SK hynix、2025年度決算で過去最高益を記録
2026年2月1日 (日)
- •SK hynixが2025年度に売上高97.1兆ウォンを達成し、営業利益は前年比2倍に急増した。
- •AIの学習および推論用ハードウェアへの莫大な需要により、HBMの売上高が2倍以上に成長した。
- •次世代のHBM4および1cnm DRAMの量産を開始し、AIインフラ市場での主導権を盤石なものにしている。
SK hynixは、AIエコシステムの爆発的な成長を裏付ける2025年度の驚異的な決算を発表した。営業利益は前年比でほぼ倍増となる47.2兆ウォンを記録し、同社は従来のメモリサプライヤーからAI時代の不可欠なインフラパートナーへと見事な転換を遂げた。この躍進を牽引したのは、IT大手が競って強力なAIクラスターを構築する中で売上高が2倍以上に跳ね上がった、HBM市場である。
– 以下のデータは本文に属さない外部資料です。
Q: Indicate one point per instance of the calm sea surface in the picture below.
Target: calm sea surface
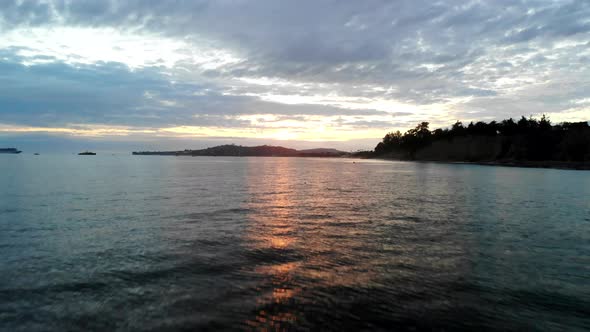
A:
(164, 243)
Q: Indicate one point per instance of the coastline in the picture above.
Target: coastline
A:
(566, 165)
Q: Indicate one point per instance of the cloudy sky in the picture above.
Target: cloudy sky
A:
(299, 73)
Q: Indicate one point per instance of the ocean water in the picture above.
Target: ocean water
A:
(151, 243)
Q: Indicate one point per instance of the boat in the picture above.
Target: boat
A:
(10, 150)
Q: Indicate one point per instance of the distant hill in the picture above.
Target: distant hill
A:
(250, 151)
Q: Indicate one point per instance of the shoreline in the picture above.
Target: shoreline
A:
(566, 165)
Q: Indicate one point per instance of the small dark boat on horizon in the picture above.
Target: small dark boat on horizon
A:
(10, 150)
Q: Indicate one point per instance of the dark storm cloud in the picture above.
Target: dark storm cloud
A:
(425, 51)
(57, 94)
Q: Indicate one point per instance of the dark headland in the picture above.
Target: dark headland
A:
(249, 151)
(524, 143)
(527, 142)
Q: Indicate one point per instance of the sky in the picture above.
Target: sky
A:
(157, 74)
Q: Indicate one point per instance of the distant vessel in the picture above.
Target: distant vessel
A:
(10, 150)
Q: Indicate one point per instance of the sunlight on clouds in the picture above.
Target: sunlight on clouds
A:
(75, 45)
(78, 130)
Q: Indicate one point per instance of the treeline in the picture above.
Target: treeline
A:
(525, 139)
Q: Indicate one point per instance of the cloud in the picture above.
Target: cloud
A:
(206, 64)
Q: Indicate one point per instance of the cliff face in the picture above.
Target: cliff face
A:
(497, 148)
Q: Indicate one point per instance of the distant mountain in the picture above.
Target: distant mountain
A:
(323, 151)
(250, 151)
同社の成功は単なる販売量の増加にとどまらず、高付加価値な特化型ハードウェアへの戦略的転換によるものだ。前年度は大規模言語モデル(LLM)の学習が市場を支配していたが、AIが実際にタスクを実行する「推論」フェーズへの移行に伴い、eSSDや大容量サーバーモジュールといった多様なソリューションへの需要が高まっている。これに対しSK hynixは、次世代の高速メモリであるHBM4を業界で初めて量産し、将来のAIチップが求める厳格なパフォーマンス要件にいち早く応える構えだ。
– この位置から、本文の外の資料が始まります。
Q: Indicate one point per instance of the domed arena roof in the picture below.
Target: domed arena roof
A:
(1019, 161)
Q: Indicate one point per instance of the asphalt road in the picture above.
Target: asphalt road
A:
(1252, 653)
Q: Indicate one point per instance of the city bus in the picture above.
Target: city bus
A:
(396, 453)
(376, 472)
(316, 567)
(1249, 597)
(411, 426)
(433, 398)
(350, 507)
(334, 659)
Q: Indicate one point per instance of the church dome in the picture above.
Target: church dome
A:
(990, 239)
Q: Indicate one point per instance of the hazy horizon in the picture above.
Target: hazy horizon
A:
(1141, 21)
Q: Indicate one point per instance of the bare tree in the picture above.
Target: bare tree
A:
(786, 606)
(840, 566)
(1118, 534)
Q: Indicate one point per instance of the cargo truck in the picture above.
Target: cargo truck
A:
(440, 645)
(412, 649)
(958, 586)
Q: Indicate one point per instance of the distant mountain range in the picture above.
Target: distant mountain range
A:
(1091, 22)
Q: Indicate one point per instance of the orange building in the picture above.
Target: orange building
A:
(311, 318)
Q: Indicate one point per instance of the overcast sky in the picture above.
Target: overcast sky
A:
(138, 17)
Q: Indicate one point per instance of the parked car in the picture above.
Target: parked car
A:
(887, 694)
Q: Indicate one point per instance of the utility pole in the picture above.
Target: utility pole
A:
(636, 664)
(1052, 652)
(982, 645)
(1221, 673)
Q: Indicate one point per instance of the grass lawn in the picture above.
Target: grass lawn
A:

現在の好調な販売に加え、同社はサプライチェーンの強靭化を目指し、グローバル拠点の拡大を積極的に進めている。具体的には、韓国のM15X工場の稼働加速や、米国インディアナ州での先端パッケージング施設の建設が進められている。前工程のチップ製造と後工程のパッケージングを統合することで、特定の顧客ニーズに合わせた「カスタムHBM」ソリューションの提供を狙う。また、巨額の株主還元策も発表されており、AIハードウェアサイクルの継続的な勢いに対する同社の強い自信が伺える。